A Tree
My Diary
Nowadays I am a ghost in a lot ..
Nowadays I am a ghost in a lot of places. There are two major reasons:
1) We are introduced to many new subjects, and they needed my undivided attention. I don't like to stay blank in class. I love to interact with teachers by asking questions or telling a few answers if they are asking any questions. If I have zero knowledge about the subject, I have to stay silent. This is why some extra efforts were needed. A lot of background self-study was needed. As I am rocking with my new teachers and I gained a reputation around them, now I can live my normal life. Now I know things will go perfectly.
2) Another strange but good thing happened to me. At the end of December, I joined a community randomly. Now, legally I am one of the governing members of that community. That offer came to me on its own. I did not put any effort into it. I was new and I casually talked to a few people about random stuff, like, casual chit-chat. And last week they asked me to join their governing body. I did not deny this offer. Why would I? Many people dream of it. Most importantly, if I am going somewhere, I would prefer to have decision-making power. I would even love to lead. This is me. If it was not going to come such easily, sooner or later I was going to work on it. I don't like to be a part of the crowd. I feel like the luckiest human in every aspect of my life. Imagine, if the beginning of 2023 is like this, how much happy would I feel when December will come?
On Friday, I am going to meet my friends. Actually, it will be a double date. I am really excited.

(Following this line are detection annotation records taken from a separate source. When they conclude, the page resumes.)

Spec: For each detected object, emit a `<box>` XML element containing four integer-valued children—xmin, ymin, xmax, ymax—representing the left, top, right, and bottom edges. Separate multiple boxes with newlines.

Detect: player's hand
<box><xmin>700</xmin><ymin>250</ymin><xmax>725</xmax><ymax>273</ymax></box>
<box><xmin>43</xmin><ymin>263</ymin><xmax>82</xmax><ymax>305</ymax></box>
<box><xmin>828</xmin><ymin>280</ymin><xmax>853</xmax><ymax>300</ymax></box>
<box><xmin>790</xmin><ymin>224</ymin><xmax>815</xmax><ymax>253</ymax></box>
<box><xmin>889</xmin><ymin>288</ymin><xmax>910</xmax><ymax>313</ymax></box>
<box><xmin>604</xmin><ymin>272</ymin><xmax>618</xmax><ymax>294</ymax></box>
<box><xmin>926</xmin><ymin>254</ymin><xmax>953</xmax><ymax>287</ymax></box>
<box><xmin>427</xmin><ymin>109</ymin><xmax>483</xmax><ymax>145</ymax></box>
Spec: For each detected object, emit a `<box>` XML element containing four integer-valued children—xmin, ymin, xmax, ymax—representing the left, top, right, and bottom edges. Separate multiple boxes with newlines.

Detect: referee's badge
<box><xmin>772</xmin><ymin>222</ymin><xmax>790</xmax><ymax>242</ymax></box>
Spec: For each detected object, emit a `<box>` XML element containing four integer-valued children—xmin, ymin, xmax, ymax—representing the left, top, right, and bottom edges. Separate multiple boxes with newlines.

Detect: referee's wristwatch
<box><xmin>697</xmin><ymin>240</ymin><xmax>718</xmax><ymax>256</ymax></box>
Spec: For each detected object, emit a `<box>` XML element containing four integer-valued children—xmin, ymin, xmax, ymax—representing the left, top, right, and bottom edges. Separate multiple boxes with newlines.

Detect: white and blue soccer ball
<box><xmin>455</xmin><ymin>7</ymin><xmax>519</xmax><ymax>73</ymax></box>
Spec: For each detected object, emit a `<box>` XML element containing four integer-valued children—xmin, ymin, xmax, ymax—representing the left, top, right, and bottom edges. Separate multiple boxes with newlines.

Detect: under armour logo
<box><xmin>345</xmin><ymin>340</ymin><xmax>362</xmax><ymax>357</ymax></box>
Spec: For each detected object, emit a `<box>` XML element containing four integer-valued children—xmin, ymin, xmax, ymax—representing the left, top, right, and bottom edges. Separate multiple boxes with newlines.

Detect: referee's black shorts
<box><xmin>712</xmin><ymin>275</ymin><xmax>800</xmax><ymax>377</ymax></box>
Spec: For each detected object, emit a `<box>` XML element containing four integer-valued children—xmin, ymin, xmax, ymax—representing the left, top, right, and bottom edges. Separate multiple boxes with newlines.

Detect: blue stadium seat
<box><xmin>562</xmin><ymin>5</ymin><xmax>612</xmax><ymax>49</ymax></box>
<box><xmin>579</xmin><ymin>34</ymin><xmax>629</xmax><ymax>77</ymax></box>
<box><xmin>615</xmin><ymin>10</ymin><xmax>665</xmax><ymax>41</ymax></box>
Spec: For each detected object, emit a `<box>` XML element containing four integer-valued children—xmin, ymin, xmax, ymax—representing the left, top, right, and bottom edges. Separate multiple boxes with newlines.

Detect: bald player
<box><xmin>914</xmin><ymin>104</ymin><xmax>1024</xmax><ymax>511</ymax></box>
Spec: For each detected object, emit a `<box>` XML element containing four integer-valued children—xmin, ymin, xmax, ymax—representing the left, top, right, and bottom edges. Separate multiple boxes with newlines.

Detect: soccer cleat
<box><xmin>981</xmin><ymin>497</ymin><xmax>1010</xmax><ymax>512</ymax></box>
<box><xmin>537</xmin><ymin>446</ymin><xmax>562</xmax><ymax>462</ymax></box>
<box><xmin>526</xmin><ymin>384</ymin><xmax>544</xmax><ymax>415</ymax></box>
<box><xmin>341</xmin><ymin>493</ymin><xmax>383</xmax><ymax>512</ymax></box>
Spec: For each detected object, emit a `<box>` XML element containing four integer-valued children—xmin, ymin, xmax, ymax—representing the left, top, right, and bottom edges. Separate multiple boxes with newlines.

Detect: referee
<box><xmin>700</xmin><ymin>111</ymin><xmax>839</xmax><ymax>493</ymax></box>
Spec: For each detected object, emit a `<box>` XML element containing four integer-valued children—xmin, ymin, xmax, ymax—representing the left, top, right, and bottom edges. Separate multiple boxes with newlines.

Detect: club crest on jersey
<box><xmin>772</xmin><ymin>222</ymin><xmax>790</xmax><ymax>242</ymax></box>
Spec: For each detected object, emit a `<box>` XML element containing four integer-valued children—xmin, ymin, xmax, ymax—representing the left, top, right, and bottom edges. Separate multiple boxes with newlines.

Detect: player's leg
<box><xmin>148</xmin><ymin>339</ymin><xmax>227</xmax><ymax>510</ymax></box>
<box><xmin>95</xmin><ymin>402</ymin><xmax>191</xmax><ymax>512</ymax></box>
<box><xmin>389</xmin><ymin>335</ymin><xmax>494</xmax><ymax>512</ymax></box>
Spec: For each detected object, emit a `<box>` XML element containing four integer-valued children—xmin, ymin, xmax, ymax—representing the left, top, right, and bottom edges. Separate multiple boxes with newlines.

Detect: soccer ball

In terms of my marriage, I feel like we are married for the last 25 years. The new-new thing is over. I mean, now I even know when he farts. But our friendship is growing stronger. Neither I feel mad at him the way I used to feel nor he does anything stupid. We can understand each other better. Coordination in between us is increasing smoothly. Anyway, I am glad about his work. He is doing whatever he wanted to do. He is happy.